From Knowledge Comes PowerBecause of an internship opportunity the College offered in the wake of COVID-19, Karla Sagastizado ’21 is considering a career in law.
By: Meghan Kita Monday, August 17, 2020 10:20 AM
Karla Sagastizado ’21
Like many students, Karla Sagastizado ’21, an international studies major, had plans for the summer that COVID-19 derailed. She had intended to meet up with family and friends who lived through the Salvadoran Civil War to gather oral histories from them, but physical distancing meant she could not safely carry out her vision. When she saw that the Career Center was offering professional development internships for students whose plans had fallen through, she applied.
Based on Sagastizado’s interests, the Career Center placed her with Associate Professor of Psychology Kate Richmond ’00, who directs an iteration of the Inside-Out Prison Exchange Program at Muhlenberg. The program creates an opportunity for college students and incarcerated students to take a course together; Muhlenberg’s course takes place at the Lehigh County Community Correction Center in Bethlehem. Richmond needed a student to gather and organize information about the criminal justice and private prison systems that contribute to mass incarceration, which disproportionately affects communities of color.
"As a Latina, I'm hyper aware of the police within my immigrant community while also being aware of the constant violence put on Black communities by police brutality. I was already invested in the fight against mass incarceration because I’m really passionate about what Black Lives Matter stands for,” Sagastizado says. “Now, I can do more research on the prison industrial complex, something I didn’t get an opportunity to learn before with my international studies concentration.”

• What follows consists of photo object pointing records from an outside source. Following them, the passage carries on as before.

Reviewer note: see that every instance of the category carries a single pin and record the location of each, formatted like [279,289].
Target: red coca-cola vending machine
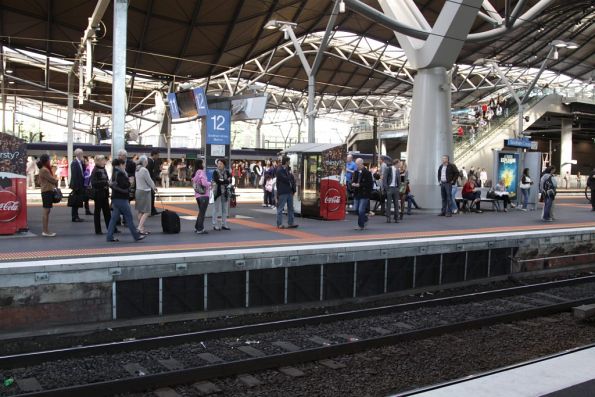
[13,185]
[333,199]
[318,169]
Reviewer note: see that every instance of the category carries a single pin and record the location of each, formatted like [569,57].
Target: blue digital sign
[520,143]
[218,127]
[201,101]
[174,110]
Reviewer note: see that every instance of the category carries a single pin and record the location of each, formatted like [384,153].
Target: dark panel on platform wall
[137,298]
[338,280]
[453,267]
[303,284]
[370,277]
[266,287]
[183,294]
[500,261]
[400,273]
[226,290]
[427,270]
[477,264]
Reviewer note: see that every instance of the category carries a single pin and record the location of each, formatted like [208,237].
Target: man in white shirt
[391,180]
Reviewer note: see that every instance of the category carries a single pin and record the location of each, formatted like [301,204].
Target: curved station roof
[224,45]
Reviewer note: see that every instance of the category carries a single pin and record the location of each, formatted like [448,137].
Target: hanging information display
[201,101]
[218,127]
[508,170]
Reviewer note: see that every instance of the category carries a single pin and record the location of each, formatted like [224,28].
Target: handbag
[57,195]
[75,200]
[199,188]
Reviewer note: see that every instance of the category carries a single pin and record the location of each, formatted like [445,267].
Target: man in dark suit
[391,181]
[447,176]
[154,167]
[77,181]
[363,183]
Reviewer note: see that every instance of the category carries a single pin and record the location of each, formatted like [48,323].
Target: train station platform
[568,374]
[79,277]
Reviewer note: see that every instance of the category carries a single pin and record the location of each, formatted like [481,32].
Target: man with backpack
[591,185]
[548,187]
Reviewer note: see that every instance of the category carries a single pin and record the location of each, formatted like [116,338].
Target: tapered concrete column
[430,135]
[119,76]
[566,147]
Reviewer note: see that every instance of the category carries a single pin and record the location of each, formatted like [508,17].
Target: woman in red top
[469,193]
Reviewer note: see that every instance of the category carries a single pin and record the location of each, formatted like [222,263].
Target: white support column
[119,76]
[430,137]
[566,147]
[70,119]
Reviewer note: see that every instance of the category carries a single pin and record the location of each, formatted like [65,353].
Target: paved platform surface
[569,375]
[254,226]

Sagastizado is constructing a timeline that starts with the 13th Amendment, which abolished slavery but permitted unpaid labor if it was used as punishment for crimes. She has been collecting data and research on the intersections of incarceration and capitalism in the United States and in the Lehigh Valley. She’s also helping to translate her findings into language that’s easily understandable.
“Accessibility is everything. I, myself, as a college student, am struggling a lot with understanding some complex terms,” says Sagastizado, whose work will eventually be shared on a publicly available website. “If you’re trying to deconstruct these racist systems, it’s very important that everyone has access to truly understand the damage that’s going on.”

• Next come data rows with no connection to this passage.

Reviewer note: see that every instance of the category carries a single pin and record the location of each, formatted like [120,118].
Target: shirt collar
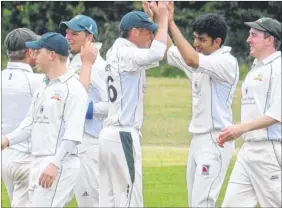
[222,50]
[19,65]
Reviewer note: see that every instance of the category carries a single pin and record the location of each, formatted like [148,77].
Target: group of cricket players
[74,128]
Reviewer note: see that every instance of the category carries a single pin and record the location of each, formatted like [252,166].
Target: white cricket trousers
[206,169]
[120,167]
[61,191]
[256,176]
[15,175]
[86,189]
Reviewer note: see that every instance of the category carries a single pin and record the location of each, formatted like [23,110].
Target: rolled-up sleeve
[274,110]
[223,67]
[74,116]
[175,59]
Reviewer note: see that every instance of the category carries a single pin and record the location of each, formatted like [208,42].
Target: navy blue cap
[81,23]
[137,19]
[51,41]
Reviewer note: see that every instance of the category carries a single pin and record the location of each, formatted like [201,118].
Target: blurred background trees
[46,15]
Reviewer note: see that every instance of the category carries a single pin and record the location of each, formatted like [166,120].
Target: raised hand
[48,176]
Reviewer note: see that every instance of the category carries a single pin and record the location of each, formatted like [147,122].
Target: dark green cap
[266,24]
[15,40]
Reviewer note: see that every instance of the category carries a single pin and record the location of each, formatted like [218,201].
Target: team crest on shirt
[259,78]
[205,170]
[56,96]
[41,109]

During her senior year, Sagastizado hopes to be able to take Richmond’s Inside-Out Prison Exchange course when it’s offered in the spring. Looking ahead, her experience this summer has her considering law school, which would make her the first in her family to pursue a postgraduate education.
“Given how capitalism really affects low-income families, especially with families that are separated because of the prison system, I really want to do my part in fixing that issue,” Sagastizado says. “I think I can do that being a lawyer.”